The training dataset is 15000 rows and 784 columns, and according to docs https://docs.rapids.ai/api/cuml/nightly/api/#umap

n_epochs: int (optional, default None)
The number of training epochs to be used in optimizing the low dimensional embedding. Larger values result in more accurate embeddings. If None is specified a value will be selected based on the size of the input dataset (200 for large datasets, 500 for small).

But it's not clear what is a small or large dataset. It's also not explained in the CPU implementation docs https://umap-learn.readthedocs.io/en/latest/api.html.

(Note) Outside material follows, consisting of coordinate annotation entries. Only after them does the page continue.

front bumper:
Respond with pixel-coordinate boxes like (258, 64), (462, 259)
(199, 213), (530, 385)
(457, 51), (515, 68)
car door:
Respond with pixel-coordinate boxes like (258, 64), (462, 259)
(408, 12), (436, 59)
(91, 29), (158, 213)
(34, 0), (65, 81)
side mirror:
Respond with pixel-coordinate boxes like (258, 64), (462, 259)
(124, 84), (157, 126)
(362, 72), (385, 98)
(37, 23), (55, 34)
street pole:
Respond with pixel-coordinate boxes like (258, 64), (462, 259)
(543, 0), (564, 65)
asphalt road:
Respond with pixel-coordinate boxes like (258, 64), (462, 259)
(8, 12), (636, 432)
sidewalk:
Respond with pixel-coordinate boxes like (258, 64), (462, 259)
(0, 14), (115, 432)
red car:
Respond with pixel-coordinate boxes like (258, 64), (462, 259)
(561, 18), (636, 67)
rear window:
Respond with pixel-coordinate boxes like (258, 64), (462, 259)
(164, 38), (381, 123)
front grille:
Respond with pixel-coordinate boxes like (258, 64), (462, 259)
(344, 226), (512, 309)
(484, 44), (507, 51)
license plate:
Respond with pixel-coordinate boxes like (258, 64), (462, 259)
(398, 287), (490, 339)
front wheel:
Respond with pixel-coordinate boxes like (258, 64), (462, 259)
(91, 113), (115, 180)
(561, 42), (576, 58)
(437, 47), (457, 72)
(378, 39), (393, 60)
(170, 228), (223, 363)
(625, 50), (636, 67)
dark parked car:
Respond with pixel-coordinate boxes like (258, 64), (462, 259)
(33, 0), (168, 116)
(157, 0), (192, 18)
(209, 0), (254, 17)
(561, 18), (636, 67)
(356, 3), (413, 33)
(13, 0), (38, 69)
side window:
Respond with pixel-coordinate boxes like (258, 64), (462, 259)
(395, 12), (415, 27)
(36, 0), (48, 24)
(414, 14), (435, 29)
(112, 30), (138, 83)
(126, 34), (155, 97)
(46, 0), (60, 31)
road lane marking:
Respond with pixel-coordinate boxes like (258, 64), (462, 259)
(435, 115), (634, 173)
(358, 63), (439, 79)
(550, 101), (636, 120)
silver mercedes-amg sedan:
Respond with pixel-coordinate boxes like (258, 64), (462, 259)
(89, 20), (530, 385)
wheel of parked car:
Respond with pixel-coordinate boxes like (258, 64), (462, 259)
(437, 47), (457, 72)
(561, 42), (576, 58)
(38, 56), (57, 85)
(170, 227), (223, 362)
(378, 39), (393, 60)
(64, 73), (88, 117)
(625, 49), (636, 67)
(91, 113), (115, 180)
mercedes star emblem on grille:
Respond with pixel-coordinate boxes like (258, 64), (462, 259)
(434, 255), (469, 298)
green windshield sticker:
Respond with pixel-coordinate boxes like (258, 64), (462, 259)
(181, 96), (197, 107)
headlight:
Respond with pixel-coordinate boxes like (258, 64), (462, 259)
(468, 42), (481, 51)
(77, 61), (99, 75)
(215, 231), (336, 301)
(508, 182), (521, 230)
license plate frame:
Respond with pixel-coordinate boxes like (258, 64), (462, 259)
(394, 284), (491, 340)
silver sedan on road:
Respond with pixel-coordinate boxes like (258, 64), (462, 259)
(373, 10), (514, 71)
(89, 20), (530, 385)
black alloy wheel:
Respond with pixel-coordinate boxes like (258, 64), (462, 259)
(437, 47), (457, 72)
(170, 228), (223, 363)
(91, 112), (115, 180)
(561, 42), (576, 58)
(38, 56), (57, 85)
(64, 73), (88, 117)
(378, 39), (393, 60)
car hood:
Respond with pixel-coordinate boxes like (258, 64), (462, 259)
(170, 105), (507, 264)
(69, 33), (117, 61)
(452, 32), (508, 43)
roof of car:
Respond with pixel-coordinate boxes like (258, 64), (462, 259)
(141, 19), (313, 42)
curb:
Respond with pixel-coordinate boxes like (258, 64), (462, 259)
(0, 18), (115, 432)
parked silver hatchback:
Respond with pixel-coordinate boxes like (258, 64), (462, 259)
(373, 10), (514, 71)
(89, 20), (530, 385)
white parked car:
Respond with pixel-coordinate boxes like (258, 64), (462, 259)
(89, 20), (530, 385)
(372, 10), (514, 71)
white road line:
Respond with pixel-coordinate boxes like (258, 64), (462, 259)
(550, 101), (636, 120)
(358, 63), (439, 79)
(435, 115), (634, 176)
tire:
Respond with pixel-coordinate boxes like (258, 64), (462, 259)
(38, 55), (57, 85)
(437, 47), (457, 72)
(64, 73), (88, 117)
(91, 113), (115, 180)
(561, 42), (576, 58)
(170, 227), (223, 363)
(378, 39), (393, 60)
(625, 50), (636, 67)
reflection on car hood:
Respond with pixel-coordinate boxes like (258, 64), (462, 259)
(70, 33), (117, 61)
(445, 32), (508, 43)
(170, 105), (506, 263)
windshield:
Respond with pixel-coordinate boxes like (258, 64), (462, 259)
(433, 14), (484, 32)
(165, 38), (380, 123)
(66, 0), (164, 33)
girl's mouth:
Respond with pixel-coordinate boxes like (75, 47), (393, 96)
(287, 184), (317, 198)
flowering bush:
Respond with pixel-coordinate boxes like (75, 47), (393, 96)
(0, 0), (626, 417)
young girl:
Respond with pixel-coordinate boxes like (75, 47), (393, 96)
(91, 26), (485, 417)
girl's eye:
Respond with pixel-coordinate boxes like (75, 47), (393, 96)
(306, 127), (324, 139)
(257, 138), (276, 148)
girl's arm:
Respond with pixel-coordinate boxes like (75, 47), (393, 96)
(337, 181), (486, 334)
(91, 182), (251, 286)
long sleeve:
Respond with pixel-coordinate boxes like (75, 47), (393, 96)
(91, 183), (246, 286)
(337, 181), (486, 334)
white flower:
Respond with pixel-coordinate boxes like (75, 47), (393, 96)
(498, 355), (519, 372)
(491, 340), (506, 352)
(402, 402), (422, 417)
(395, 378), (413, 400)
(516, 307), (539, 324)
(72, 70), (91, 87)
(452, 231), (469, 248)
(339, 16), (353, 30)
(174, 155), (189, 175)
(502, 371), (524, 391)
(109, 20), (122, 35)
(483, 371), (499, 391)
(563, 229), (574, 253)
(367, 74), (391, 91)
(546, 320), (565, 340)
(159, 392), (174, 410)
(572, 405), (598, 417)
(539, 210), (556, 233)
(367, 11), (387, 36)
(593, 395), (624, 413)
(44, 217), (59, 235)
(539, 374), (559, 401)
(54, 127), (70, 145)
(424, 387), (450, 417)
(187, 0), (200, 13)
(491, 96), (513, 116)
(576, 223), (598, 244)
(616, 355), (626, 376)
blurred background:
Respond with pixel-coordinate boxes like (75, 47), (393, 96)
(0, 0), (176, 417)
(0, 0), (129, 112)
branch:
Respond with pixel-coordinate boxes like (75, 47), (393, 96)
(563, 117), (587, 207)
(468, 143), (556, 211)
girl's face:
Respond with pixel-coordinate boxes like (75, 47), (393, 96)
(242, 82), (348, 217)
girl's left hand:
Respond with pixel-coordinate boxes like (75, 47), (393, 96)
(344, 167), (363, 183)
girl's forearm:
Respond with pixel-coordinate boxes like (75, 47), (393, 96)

PS cupy.array and np.float32 explicitly declared are not needed
PSS Indeed, I don't expect the CPU and GPU plots to be identical, just as I don't expect two GPU plots to be identical if random_state is not set to the same value on both. However, they should show more or less the same overall trend, I think

[antortjim]

Dear @viclafargue I am still very interested in this. Is there some logic to how much n_epochs should be set to? Or is it only trial and error? Thanks!

[viclafargue]

I think that there is no solid rule about the best value to use. If you want to know more about this, it might be interesting to read Leland McInnes papers. But, in general terms, the goal of dimensionality reduction is to obtain a representative output. Then, adjusting hyperparameters comes down to testing the trustworthiness of the embeddings for different values. cuml.metrics.trustworthiness.trustworthiness offers a GPU accelerated calculation of such value.

cc @cjnolet who might have more info about this

[antortjim]

Wouldn't it make sense to use the worthiness metric as a measure of "convergence" akin to the loss function during backpropagation, so that cuml UMAP runs until either the number of epochs provided is exhausted OR the worthiness reaches a high enough value (aka early stop)?

[antortjim]

Also, I am not sure what trustworthiness value is adequate, would for example 0.8 be high enough? I see very significant differences in output quality with trustworthiness of 0.8 and 0.9 i.e. I would not tell from the trustworthiness that the quality is so different

[cjnolet]

@antortjim in general, the relationship that the trustworthiness score has to UMAP's objective is similar to that which a score like categorical accuracy might have to categorical cross-entropy. Accuracy, by example, is a more general score for classifiers while categorical cross entropy is specific to an algorithm's objective. We can use accuracy to measure the quality of results for any categorical classifier and we can use trustworthiness to measure the quality of any manifold learning algorithm. Trustworthiness measures the degree to which the neighborhoods in the output space preserve local neighborhood structure (by literally comparing knn results) from the input space. In general, youll expect to see reasonably well-preserved results around 0.91 and above, while a trustworthiness of 0.8 and below might preserve some neighborhoods while other could still looking like random noise.

All that being said, there is a known bug with our laplacian eigenmaps (aka spectral) initialization solver, and the resulting embedding quality can sometimes (but not always) be improved by increasing the number of epochs. Please note that this is in addition to, and not mutually exclusive of, what Victor pointed out- the initialization and parallelization of the algorithms does still cause slightly different behaviors, which can cause slightly different results with the same parameter settings.

One thing to try might be to set "init=random" to ignore differences that are specific to the spectral initialization. Another common technique that could improve the quality with spectral initialization is to run the points through a PCA before calling UMAP.

[antortjim]

Thank you @cjnolet and sorry for getting back here late. My take-home message then is that the trustworthiness cannot be used as a measurement of convergence, but a measurement of correctness, and in order to ensure convergence I need to pass a high enough n_epochs.